# **SVM**

In [32]:
from google.colab import drive
drive.mount('/content/drive')

Drive already mounted at /content/drive; to attempt to forcibly remount, call drive.mount("/content/drive", force_remount=True).


In [33]:
import pandas as pd
import sys
from sklearn.model_selection import RandomizedSearchCV
from sklearn.metrics import ConfusionMatrixDisplay
from sklearn.metrics import recall_score, precision_score, f1_score, accuracy_score, roc_auc_score, confusion_matrix, get_scorer, make_scorer
from sklearn.preprocessing import StandardScaler
from sklearn.compose import ColumnTransformer
from sklearn.pipeline import Pipeline
sys.path.append('..')
from utils import sensitivity_score, specificity_score

### **Data Preprocessing**

import training and test dataset

In [34]:
train_data = pd.read_csv('/content/drive/MyDrive/dataset/train_data.csv')
train_labels = pd.read_csv('/content/drive/MyDrive/dataset/train_labels.csv')
test_data = pd.read_csv('/content/drive/MyDrive/dataset/test_data.csv')
test_labels = pd.read_csv('/content/drive/MyDrive/dataset/test_labels.csv')

In [35]:
from sklearn.model_selection import train_test_split

train_data, _, train_labels, _ = train_test_split(
    train_data, train_labels, test_size=0.8, stratify=train_labels, random_state=42
)

In [36]:
train_data.columns

Index(['_url', 'name', 'points', 'length', 'climb_total', 'profile',
       'startlist_quality', 'position', 'cyclist', 'cyclist_age', 'is_tarmac',
       'cyclist_team', 'duration', 'cyclist_number', 'cyclist_level',
       'cyclist_experience', 'relative_position', 'avg_relative_position',
       'cyclist_experience_profile', 'avg_rel_position_profile', 'length_cat',
       'cyclist_experience_length', 'avg_rel_position_length', 'climb_cat',
       'relative_position_sum', 'cyclist_experience_climb',
       'avg_rel_position_climb', 'avg_cyclist_level', 'position_entropy',
       'top_20_entropy'],
      dtype='object')

Define the categorical and numeric features. K-NN requires only numeric features. Standardize the numeric features to ensure all variables have the same importance in distance calculations, as K-NN is sensitive to differences in scale.

In [37]:
features_to_keep = [ 'cyclist_age', 'cyclist_number', 'cyclist_level', 'avg_relative_position',
       'avg_rel_position_profile', 'climb_total', 'cyclist_experience_climb',
       'avg_rel_position_climb', 'top_20_entropy']

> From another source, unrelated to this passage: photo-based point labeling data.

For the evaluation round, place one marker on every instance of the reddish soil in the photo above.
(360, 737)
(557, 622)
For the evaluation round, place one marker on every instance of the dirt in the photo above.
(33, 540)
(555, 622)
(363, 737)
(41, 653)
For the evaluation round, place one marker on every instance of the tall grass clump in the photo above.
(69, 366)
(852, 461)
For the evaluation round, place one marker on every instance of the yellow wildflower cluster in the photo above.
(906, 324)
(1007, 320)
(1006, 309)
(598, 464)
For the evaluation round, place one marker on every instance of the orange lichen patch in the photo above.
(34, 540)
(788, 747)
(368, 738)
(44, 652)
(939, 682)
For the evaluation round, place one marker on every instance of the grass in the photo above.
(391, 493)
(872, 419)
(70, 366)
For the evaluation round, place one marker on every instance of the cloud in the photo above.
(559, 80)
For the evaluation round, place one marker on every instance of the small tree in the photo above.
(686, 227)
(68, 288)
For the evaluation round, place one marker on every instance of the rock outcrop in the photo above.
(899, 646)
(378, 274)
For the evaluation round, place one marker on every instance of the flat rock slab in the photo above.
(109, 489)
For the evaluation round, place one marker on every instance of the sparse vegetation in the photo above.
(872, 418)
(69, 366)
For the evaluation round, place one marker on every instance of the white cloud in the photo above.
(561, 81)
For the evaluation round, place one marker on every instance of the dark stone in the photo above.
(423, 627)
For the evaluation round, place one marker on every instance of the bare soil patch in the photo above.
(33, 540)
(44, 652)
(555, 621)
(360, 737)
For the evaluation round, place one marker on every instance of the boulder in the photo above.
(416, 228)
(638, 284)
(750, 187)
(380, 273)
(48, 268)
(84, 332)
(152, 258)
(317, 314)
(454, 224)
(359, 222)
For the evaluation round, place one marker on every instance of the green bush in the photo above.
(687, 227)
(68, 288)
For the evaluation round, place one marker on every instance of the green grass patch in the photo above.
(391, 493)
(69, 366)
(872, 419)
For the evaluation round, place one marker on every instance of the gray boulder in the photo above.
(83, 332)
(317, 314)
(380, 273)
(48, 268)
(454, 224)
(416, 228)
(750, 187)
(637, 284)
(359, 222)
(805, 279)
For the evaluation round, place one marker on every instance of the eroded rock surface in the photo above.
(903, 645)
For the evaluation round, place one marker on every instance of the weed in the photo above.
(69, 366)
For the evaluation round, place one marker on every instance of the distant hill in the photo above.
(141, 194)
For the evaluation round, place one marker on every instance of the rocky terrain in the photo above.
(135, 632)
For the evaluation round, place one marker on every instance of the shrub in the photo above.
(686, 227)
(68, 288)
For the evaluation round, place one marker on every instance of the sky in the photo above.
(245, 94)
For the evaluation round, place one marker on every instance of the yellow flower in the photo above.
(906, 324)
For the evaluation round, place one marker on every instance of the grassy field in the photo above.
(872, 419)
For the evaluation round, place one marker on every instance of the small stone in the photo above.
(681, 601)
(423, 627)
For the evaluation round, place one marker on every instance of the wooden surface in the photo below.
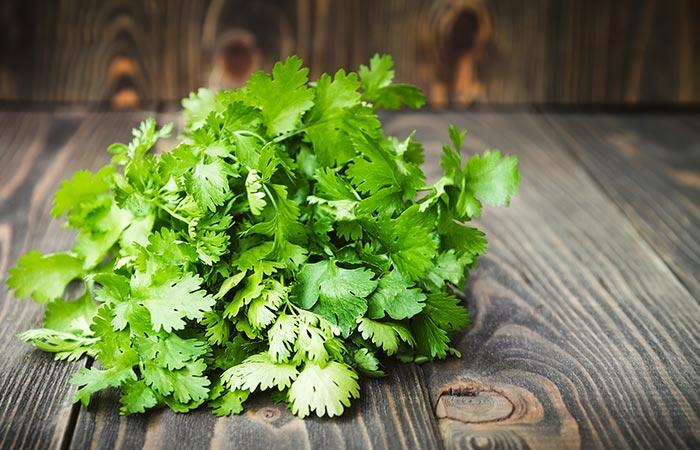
(127, 53)
(585, 309)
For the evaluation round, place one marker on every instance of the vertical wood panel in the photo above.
(126, 53)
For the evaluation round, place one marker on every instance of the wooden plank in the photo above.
(649, 165)
(37, 151)
(393, 412)
(578, 325)
(130, 52)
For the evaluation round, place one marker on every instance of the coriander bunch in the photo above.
(285, 244)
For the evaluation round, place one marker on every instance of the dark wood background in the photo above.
(150, 53)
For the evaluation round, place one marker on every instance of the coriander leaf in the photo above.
(259, 371)
(395, 297)
(325, 124)
(386, 335)
(367, 363)
(446, 311)
(491, 178)
(44, 277)
(65, 345)
(71, 316)
(83, 187)
(282, 336)
(175, 300)
(229, 402)
(256, 198)
(208, 184)
(282, 97)
(92, 380)
(325, 390)
(137, 398)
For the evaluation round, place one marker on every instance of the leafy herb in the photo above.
(285, 244)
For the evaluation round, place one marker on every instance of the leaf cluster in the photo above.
(284, 244)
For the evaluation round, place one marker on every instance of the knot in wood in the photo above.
(469, 405)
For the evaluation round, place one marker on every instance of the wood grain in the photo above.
(577, 321)
(393, 413)
(37, 151)
(650, 166)
(128, 53)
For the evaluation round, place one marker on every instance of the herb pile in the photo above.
(285, 244)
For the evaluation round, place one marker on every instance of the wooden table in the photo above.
(586, 318)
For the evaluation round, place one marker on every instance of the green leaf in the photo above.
(395, 297)
(281, 244)
(283, 97)
(260, 372)
(208, 184)
(44, 277)
(491, 178)
(256, 198)
(175, 300)
(74, 316)
(84, 187)
(137, 398)
(325, 390)
(93, 380)
(386, 335)
(230, 402)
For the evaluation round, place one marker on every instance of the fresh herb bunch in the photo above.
(286, 244)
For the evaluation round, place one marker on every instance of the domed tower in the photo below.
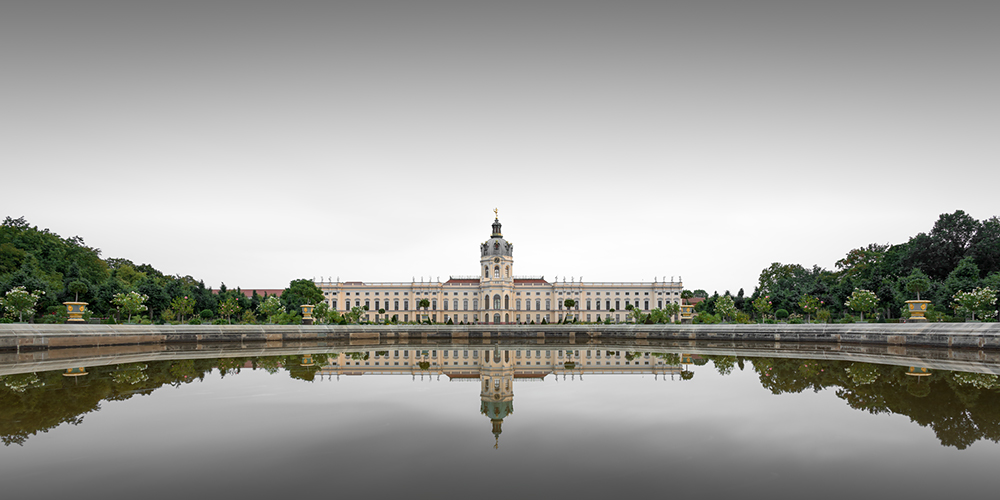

train_data = train_data[features_to_keep]
test_data = test_data[features_to_keep]

numeric_transformer = StandardScaler()

In [38]:
# Create the preprocessing pipeline
preprocessor = ColumnTransformer(
    transformers=[ ('num', numeric_transformer, features_to_keep)]
)

## **SVM**

In [None]:
from sklearn.svm import SVC
from sklearn.model_selection import RandomizedSearchCV
from imblearn.pipeline import Pipeline
from sklearn.metrics import make_scorer, classification_report
from imblearn.under_sampling import RandomUnderSampler

# Definizione del classificatore SVM
clf = SVC(class_weight='balanced', probability=False, random_state=42)

# Creazione del pipeline
model = Pipeline(
    steps=[
        ("preprocessor", preprocessor),  # Preprocessing (ad esempio scaling)
        ("sampler", RandomUnderSampler(random_state=42, sampling_strategy=0.5)),  # Bilanciamento delle classi
        ("svm", clf)                     # Classificatore SVM
    ]
)

# Parametri per RandomizedSearchCV
parameters = {
    'svm__C': [0.01, 0.05, 0.1, 1.0, 3.0, 5.0, 10.0],  # Parametro di regolarizzazione C
    'svm__kernel': ['linear', 'rbf', 'poly', 'sigmoid'],  # Tipo di kernel
    'svm__gamma': ['scale', 'auto', 0.1, 1],  # Parametro gamma
    'svm__degree': [2, 3, 5],  # Solo per kernel polinomiale
}

# Definizione dei punteggi personalizzati
scoring = {
    'sensitivity': make_scorer(sensitivity_score),
    'specificity': make_scorer(specificity_score),
    'accuracy': get_scorer("accuracy"),
    'precision': get_scorer("precision"),
    'sensitivity': get_scorer("recall"),
    'roc_auc': get_scorer("roc_auc"),
    'f1': get_scorer("f1")
}

# Configurazione di RandomizedSearchCV
rscv = RandomizedSearchCV(
    model,
    param_distributions=parameters,
    scoring=scoring,  # Punteggio F1 come riferimento
    n_iter=20,  # Numero di combinazioni casuali da testare
    cv=5,  # Cross-validation a 3 fold
    verbose=1,
    n_jobs=-1,
    random_state=42,  # Random state per la riproducibilità
    refit="f1"  # Rifit del modello con il miglior punteggio F1
)

# Addestramento del modello con RandomizedSearchCV
rscv.fit(train_data, train_labels.values.ravel())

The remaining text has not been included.